All endpoints in the Snyk REST API are paginated using cursor-based pagination. This form of pagination helps prevent inconsistent results when collections are modified while they are being iterated. However, cursor-based pagination does not totally prevent inconsistent results, which can occur, for example, if an item is inserted in a prior page based on the sort order requested after a request is made. To mitigate the possibility of inconsistent results, by default Snyk sorts by insertion order so it is not possible to have items inserted on a prior page. However, if you specify the sort parameter, consistent pagination is no longer guaranteed. If you see inconsistent results you can submit a new request.
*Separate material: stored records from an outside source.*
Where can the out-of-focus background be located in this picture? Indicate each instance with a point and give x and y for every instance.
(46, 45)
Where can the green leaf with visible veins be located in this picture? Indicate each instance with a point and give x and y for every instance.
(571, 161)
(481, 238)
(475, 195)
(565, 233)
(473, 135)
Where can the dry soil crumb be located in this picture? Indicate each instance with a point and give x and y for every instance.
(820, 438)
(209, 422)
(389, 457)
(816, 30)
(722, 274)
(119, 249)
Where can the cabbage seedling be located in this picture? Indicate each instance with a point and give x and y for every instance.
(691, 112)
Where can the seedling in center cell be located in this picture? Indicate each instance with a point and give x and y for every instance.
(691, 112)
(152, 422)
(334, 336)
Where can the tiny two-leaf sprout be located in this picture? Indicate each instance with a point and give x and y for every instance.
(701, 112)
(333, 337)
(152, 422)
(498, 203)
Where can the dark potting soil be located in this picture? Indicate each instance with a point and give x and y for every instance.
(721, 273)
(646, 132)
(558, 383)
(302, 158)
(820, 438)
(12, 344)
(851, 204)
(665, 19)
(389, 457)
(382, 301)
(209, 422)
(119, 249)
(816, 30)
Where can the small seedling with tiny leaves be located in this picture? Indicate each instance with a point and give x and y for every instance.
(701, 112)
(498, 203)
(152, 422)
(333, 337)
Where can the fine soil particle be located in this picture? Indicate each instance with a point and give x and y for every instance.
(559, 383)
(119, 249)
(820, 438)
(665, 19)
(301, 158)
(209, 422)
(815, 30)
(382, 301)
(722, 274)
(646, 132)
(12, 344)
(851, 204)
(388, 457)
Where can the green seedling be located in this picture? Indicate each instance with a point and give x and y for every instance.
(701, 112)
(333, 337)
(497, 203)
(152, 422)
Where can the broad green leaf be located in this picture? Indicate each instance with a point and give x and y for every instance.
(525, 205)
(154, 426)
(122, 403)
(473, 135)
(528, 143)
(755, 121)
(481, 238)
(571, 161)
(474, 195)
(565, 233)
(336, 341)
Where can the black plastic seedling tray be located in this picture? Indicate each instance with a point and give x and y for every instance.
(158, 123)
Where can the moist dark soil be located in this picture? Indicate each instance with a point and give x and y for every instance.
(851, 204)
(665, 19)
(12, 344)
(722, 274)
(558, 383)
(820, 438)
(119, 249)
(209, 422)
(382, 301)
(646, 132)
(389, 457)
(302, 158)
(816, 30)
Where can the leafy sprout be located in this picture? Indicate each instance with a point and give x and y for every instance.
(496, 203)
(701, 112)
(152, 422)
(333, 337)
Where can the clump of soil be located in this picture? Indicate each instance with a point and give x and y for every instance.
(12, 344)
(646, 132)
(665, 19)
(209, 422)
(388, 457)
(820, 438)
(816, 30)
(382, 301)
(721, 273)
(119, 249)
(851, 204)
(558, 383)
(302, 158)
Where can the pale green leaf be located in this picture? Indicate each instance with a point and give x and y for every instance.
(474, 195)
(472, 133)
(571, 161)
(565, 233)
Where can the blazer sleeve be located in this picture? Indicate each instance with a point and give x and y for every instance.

If consistent pagination is important to your workflow, use the default insertion sort order.
Whenever you receive an API response, it will contain appropriate links in the body of the response as follows:
{
"jsonapi": {
"version": "1.0"
},
"data": [ ... ],
"links": {
"prev": "/orgs/123-abc-def-456/projects?version=2022-01-01~beta&limit=10&ending_before=v1.eyJpZCI6Mz1zODQyMH0%3D"
"next": "/orgs/123-abc-def-456/projects?version=2022-01-01~beta&limit=10&starting_after=v1.eyJpZCI6Mz1zODQyMH0%3D"
}
}
These links contain pre-defined parameters to make pagination easy, which are a combination of:
  • starting_after: an opaque (Snyk internal) blob that tells Snyk the last record you've seen, and that you want records after this one
  • ending_before: an opaque (Snyk internal) blob that tells Snyk the first record you've seen, and that you want records before this one
  • limit: the number of records per page

Errors

Errors conform to the JSON:API specification and include path-based information to indicate the root cause as follows:
{
"jsonapi": {
"version": "1.0"
},
"errors": [
{
"id": "0418e907-a89e-4736-9a5b-91a2022e0899",
"detail": "Unknown query parameter 'unknown'",
"status": "400",
"source": {
"parameter": "unknown"
}
}
]
}

Rate Limiting

There is a limit of 540 requests per minute, per API key. All requests above the limit will get a response with status code 429 - Too many requests until requests stop for the duration of the rate-limiting interval (currently one minute).
From time to time, Snyk may introduce new rate limits to maintain overall system health. This is not considered a breaking change. All clients are expected to handle the 429 responses correctly and such requests can be retried later safely.